After spending a little over three years as a researcher and an investigator on Ghost Hunters, Williams moved over to the GH spin-off series Ghost Hunters International where she was recently promoted to co-lead investigator alongside Barry FitzGerald. GHI’s third season premieres on Syfy this coming Wednesday, July 13 at 9:00 p.m. EST/PST. In the first episode, “Rising from the Grave: Trinidad,” the GHI team treks through the rainforests of Trinidad to investigate sightings of the long dead Charles Joseph, Count de Loppinot.
“As far as I know, Loppinot was a count who came from France and set up this cocoa plantation in the middle of Trinidad,” says Williams. “It’s said that the count was very cruel to his slaves, and, in fact, he had a hanging tree, which is one of the locations we investigated. There are several reports, one of which is that Loppinot rises from the grave on a white horse and rides the horse over to the tree.”
In the next episode, “Sensing Evil: Argentina & Trinidad,” the team investigates a former leper colony on Chacachacare Island. While in Argentina, they check out the Frigorifico Meat Packing Plant where the ghosts of four murdered workers are still seen throughout the halls. With different countries come different myths, superstitions, and beliefs. How does that affect the GHI team's investigations?
“That’s been challenging for us because there’s a certain way we tackle things that [sometimes] goes against the local culture and beliefs,” explains Williams. “The big thing in Trinidad was the story of the Soucouyant, which appears as a fireball. It’s said that she will appear as an old woman, peel her skin away, and turn into a fireball. The locals are afraid of her and it’s something that they scare their children with to keep them from going into the jungle.

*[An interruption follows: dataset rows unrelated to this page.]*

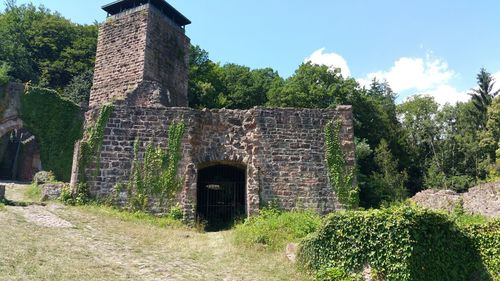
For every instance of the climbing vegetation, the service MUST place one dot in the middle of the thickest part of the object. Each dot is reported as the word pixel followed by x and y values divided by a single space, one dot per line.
pixel 56 124
pixel 341 176
pixel 403 243
pixel 155 177
pixel 90 146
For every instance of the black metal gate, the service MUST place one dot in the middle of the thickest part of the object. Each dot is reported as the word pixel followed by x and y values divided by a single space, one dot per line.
pixel 221 196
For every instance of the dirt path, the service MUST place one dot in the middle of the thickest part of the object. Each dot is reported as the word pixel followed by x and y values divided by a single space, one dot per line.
pixel 70 243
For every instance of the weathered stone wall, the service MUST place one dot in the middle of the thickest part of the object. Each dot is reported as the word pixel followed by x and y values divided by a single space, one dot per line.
pixel 136 47
pixel 167 59
pixel 483 199
pixel 120 55
pixel 282 150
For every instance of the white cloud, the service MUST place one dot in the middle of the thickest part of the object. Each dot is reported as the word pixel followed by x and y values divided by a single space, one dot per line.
pixel 332 60
pixel 447 94
pixel 424 76
pixel 415 73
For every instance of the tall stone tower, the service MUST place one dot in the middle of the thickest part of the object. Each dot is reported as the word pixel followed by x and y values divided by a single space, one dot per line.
pixel 142 55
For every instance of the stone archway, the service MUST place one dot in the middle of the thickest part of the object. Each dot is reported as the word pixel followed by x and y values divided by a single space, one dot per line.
pixel 221 195
pixel 19 155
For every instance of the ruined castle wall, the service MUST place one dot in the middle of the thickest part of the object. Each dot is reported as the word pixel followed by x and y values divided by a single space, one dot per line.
pixel 167 58
pixel 282 150
pixel 120 55
pixel 291 158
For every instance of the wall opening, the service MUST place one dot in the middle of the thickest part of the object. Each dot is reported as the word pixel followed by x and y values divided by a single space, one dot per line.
pixel 19 156
pixel 221 193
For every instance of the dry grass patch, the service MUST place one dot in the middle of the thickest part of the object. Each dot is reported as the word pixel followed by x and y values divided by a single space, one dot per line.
pixel 105 244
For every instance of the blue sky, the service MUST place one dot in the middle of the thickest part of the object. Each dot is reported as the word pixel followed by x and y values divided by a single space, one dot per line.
pixel 427 47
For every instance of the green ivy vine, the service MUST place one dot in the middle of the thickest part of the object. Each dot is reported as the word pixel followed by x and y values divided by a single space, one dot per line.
pixel 57 125
pixel 90 146
pixel 156 175
pixel 341 176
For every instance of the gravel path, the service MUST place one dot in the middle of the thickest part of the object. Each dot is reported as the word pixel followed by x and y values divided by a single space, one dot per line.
pixel 41 216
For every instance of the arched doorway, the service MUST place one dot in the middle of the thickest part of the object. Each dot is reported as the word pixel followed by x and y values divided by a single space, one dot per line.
pixel 221 195
pixel 19 156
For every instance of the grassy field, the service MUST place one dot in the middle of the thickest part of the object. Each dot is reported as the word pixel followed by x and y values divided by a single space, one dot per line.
pixel 56 242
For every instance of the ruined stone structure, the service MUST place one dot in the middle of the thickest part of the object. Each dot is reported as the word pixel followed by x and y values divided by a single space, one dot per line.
pixel 19 150
pixel 141 67
pixel 483 199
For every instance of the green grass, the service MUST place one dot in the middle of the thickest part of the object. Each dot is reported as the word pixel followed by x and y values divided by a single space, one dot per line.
pixel 273 229
pixel 33 193
pixel 108 244
pixel 134 217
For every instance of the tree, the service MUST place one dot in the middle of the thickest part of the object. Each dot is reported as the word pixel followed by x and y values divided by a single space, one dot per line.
pixel 419 134
pixel 44 47
pixel 483 95
pixel 313 86
pixel 245 88
pixel 388 185
pixel 204 84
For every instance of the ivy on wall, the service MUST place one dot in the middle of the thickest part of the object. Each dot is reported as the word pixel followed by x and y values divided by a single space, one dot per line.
pixel 4 80
pixel 57 125
pixel 155 177
pixel 90 146
pixel 341 176
pixel 403 243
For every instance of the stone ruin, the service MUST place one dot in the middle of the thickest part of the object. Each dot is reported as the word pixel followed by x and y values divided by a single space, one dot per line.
pixel 269 154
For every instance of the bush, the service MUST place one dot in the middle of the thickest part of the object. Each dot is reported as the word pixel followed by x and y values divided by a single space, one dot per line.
pixel 33 192
pixel 273 229
pixel 57 125
pixel 4 73
pixel 400 243
pixel 486 238
pixel 43 177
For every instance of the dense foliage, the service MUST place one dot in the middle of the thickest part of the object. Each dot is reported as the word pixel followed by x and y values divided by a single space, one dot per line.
pixel 57 125
pixel 45 48
pixel 401 148
pixel 156 175
pixel 402 243
pixel 90 147
pixel 273 229
pixel 340 174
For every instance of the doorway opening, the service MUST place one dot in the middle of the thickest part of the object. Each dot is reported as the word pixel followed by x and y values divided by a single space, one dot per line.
pixel 221 196
pixel 19 156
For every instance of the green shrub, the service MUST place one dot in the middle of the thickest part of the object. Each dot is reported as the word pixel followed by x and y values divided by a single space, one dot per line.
pixel 33 192
pixel 57 125
pixel 400 243
pixel 486 238
pixel 341 176
pixel 43 177
pixel 4 73
pixel 156 175
pixel 273 229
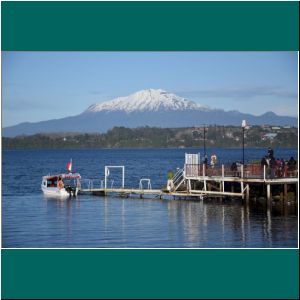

“It’s really interesting to see and hear the cultural differences in the various countries that we visit. When you’re in the States, you’re familiar with what people here believe in. However, once you start to go outside the U.S., you get to see those differences, and I have to say that I’m learning a great deal more being a part of an international show.”
Other destinations visited by the GHI team this season include Castle Rising in England, Rusten Castle on the Isle of Man, Spike Island in Ireland, which was the last port of call for the ill-fated Titanic before she set sail across the Atlantic, a workhouse in Roe Valley, Northern Ireland, Riccarton Racecourse Hotel as well as Napier Prison in New Zealand and finally American Samoa and a former girls’ school buried deep within the dense jungle. Having spent almost five years investigating these and other paranormal hot spots, does Williams still hold as strongly onto her skepticism?
“I believe in the paranormal and I’ve had a lot of strange experiences that I still can’t explain,” she says. “But I don’t believe that every place we go to is haunted and it’s our job to try to figure out what’s going on there.
“I’ve always been the one who asks, ‘Okay, what are we labeling this? Is it a ghost, a person who has passed on or is just a matter of something our science hasn’t caught up to yet that’s completely rational and explainable?’
“I’m constantly battling with myself because we’ll go to a location and maybe one or two of us will experience something and the rest of us won’t. So you might go a while in between a big, in-your-face experience, and you really start to question yourself and what you saw. Even so, I enjoy what we do. I enjoy the history of it, and I’m kind of hoping that I can prove the skeptic in me wrong. I’m still in it for that reason, and it seems like every experience you have might give you a couple of answers, but they also leave you with a whole bunch of questions. It’s kind of addictive,” enthuses Williams.